Reference is made to the drawings and to FIG. 1 in particular wherein a fixture 10 is depicted as comprising a base or mounting plate 12, a ballast housing 14, and a reflector housing 16. The housing 14 contains the ballast and wiring for the lamp 18. To this end, the lamp socket 20 is connected to the ballast housing to support the lamp . within the reflector housing 16. The reflector housing fits over a collar on the ballast housing and is held in position by a set screw 22. By loosening the set screw 22, the housing 16 may be replaced with another housing 24 as shown in FIG. 2. Housing 24 is formed of plastic molded to provide a plurality of prism elements. Housing 16 is formed of metal having a reflector element and glass lens 28A.

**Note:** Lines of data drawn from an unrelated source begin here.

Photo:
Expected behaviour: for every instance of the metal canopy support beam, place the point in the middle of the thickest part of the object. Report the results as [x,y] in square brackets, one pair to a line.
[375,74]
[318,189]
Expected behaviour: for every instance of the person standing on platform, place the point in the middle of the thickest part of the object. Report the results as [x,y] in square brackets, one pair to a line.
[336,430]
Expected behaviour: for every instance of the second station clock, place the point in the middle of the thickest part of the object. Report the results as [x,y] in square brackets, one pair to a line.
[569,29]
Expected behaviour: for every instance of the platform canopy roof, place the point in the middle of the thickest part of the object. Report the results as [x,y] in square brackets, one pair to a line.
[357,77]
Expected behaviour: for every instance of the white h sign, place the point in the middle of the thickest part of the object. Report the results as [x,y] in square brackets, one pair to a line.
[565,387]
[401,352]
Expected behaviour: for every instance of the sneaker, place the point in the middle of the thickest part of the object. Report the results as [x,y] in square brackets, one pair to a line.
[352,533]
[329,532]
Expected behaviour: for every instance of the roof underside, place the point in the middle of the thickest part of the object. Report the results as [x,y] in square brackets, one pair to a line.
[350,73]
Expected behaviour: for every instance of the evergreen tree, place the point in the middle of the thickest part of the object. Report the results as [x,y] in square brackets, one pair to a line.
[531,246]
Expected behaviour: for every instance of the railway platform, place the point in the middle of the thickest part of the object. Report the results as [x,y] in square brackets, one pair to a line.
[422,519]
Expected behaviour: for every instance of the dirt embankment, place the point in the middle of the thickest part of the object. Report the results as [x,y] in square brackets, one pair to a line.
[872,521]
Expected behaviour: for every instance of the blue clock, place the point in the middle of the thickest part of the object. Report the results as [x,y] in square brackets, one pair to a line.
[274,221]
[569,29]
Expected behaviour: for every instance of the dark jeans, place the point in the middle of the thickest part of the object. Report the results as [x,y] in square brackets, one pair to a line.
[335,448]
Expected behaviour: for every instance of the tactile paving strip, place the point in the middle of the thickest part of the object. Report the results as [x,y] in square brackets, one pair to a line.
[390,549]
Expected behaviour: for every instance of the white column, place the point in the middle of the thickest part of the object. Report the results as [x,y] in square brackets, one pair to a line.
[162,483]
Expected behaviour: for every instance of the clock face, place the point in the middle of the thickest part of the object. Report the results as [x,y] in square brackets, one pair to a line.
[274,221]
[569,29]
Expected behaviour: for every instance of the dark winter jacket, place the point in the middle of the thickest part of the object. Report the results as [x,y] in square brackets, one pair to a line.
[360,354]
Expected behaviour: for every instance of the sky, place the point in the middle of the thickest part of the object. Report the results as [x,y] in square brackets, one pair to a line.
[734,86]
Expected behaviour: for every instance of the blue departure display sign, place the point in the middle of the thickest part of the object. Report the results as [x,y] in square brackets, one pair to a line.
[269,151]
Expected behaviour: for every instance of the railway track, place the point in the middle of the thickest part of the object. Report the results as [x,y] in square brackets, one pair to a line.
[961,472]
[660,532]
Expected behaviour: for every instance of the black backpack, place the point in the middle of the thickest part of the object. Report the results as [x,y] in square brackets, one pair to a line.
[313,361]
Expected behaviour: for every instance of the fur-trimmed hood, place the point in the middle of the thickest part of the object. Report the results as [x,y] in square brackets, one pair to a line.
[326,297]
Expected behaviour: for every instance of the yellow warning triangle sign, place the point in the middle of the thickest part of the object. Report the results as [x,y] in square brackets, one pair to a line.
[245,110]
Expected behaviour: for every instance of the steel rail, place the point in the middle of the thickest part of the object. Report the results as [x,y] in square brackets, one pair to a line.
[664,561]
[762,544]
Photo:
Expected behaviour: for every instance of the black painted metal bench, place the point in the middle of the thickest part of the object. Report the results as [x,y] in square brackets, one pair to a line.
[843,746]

Referring to FIG. 3, it can be seen that the ballast housing 14 is formed with an open top end that is closed by a socket plate which seats on top of the housing walls. The socket 20 extends through an opening in the socket plate to support the lamp. To this end, the socket plate opening 32 is provided with cutouts 34 which permit flanges on the socket to pass. After the socket is inserted the flanges pass the cutouts and are locked in position.
Referring to FIG. 5 it can be seen that the socket plate 30 is provided with a pair of spaced flanges 36a, 38a for engagement with the top of the ballast housing sidewalls and 36b, 38b for engagement with the reflector housing. In this regard, it should be noted that the flanges 36a, 38a are generally symmetrical with the flanges 36b, 38b about a horizontal axis extending through the socket plate so that the socket plate can be mounted on the housing sidewall with either face 40 directed upwardly (as shown in FIG. 3) or reversed, with face 42 facing upwardly.

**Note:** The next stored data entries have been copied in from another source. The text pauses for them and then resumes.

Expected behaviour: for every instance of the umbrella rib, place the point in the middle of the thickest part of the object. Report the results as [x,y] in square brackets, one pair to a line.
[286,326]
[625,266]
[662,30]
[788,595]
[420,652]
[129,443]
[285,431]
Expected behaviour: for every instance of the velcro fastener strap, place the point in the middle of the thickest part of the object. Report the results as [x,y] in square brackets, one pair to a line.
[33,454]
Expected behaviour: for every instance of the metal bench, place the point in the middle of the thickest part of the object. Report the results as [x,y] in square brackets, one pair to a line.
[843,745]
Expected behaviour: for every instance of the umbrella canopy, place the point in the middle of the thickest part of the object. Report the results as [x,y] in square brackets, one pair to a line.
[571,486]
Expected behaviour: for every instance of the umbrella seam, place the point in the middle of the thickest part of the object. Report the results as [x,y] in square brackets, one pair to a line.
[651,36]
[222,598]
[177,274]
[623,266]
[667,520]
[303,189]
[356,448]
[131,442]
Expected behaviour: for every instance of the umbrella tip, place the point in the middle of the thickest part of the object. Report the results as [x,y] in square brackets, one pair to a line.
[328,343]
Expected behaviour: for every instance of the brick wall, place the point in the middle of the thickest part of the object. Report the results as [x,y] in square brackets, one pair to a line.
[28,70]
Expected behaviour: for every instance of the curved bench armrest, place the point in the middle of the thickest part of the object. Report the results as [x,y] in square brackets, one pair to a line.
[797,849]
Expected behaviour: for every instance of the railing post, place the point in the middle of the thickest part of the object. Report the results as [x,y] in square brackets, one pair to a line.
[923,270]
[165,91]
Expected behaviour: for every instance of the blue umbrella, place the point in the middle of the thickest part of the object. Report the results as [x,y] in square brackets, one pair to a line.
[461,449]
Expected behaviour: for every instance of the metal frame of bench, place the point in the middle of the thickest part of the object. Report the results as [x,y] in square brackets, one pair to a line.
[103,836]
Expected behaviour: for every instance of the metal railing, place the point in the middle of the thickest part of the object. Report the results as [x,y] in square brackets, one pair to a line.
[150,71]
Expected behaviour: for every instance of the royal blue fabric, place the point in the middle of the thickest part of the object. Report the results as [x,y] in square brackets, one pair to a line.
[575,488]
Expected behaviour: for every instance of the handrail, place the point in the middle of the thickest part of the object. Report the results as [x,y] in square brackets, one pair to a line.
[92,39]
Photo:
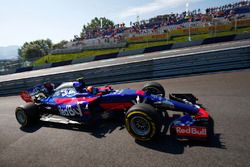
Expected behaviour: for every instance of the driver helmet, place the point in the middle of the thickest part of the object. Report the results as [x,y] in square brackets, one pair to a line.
[91,89]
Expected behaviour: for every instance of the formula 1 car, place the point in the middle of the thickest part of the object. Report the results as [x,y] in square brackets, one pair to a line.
[145,111]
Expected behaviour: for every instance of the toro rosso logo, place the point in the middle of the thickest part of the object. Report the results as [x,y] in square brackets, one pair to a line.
[193,131]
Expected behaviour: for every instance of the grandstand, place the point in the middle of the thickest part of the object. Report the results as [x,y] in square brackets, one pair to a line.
[163,27]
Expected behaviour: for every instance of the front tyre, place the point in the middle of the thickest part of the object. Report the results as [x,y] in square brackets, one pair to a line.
[27,115]
[142,122]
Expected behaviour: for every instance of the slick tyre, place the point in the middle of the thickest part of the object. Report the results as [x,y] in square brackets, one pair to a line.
[143,122]
[154,88]
[27,115]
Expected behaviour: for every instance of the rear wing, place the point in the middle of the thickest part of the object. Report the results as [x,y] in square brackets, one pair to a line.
[29,94]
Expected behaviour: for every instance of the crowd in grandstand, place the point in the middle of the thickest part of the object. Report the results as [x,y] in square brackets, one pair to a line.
[116,33]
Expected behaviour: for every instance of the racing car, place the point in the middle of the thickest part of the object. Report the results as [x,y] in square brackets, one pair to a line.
[145,111]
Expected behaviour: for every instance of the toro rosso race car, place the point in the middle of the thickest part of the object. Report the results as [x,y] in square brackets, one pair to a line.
[145,111]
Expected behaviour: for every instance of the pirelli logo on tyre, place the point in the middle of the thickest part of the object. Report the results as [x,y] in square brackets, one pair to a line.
[192,131]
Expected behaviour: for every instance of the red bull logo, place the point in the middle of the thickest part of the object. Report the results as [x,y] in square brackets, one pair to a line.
[192,131]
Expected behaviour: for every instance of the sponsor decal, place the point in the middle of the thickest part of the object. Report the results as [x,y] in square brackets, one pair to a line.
[193,131]
[70,110]
[26,97]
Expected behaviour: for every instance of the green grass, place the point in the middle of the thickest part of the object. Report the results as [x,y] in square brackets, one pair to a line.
[72,56]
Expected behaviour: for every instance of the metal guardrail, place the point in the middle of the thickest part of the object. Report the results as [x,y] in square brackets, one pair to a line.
[231,59]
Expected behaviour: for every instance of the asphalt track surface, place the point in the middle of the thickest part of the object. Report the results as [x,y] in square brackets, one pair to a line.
[225,95]
[129,59]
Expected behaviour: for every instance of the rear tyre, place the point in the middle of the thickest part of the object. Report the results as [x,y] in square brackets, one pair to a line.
[154,88]
[27,115]
[143,122]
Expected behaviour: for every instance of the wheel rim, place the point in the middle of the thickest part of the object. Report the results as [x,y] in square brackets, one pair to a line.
[140,125]
[21,117]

As shown in FIG. 3, the socket plate 28B includes an inclined section 44 that extends upwardly from face 40. The socket opening 32 is positioned in the inclined section to hold the lamp 18 at an angle. A pair holes 46 are provided in the flat section of the 28B and are threaded to receive screws from face 42 to hold a socket assembly generally perpendicular to the flat section of the socket plate.
An important feature of the present invention resides in the provision of boss 48 which serves to receive a pin 50, if necessary. The pin serves to interfere with a wedge 52 of an inappropriate reflector housing to prevent the side 54 of the reflector housing from seating between the flanges 36b, 38b. Thus, in the depicted embodiment of the invention set forth in FIG. 3, the glass and metal reflector housing can withstand the heat generated by a high power lamp and hence the reflector housing flange 52 is positioned sufficiently high so as to clear the top of pin 50 the reflector is positioned on top of the ballast housing. In the event the ballast housing contained low power components the pin would not be provided and hence there could be no interference. On the other hand, as shown in FIG. 6, if an attempt were made to assemble a plastic reflector (such as shown in FIG. 2) to the ballast housing containing high power components, the pin 50 would interfere with flange 52 to prevent the reflector from seating on the ballast housing. Since the pin would not be used in the event low power components were to be used, the plastic reflector assembly could seat on the ballast housing containing the low power components.
Thus, in accordance with the above, the ballast housing and socket plate can be used to form a wide variety of fixtures. By choosing the appropriate face of the plate to face upward, the lamp socket can be oriented to extend at an angle or straight up. Further by providing or omitting the pin 50 the ballast housing can be assembled for high or low energy components and only an appropriate lens housing can be assembled onto the housing.
Thus, in accordance with the above, the aforementioned objects are effectively attained.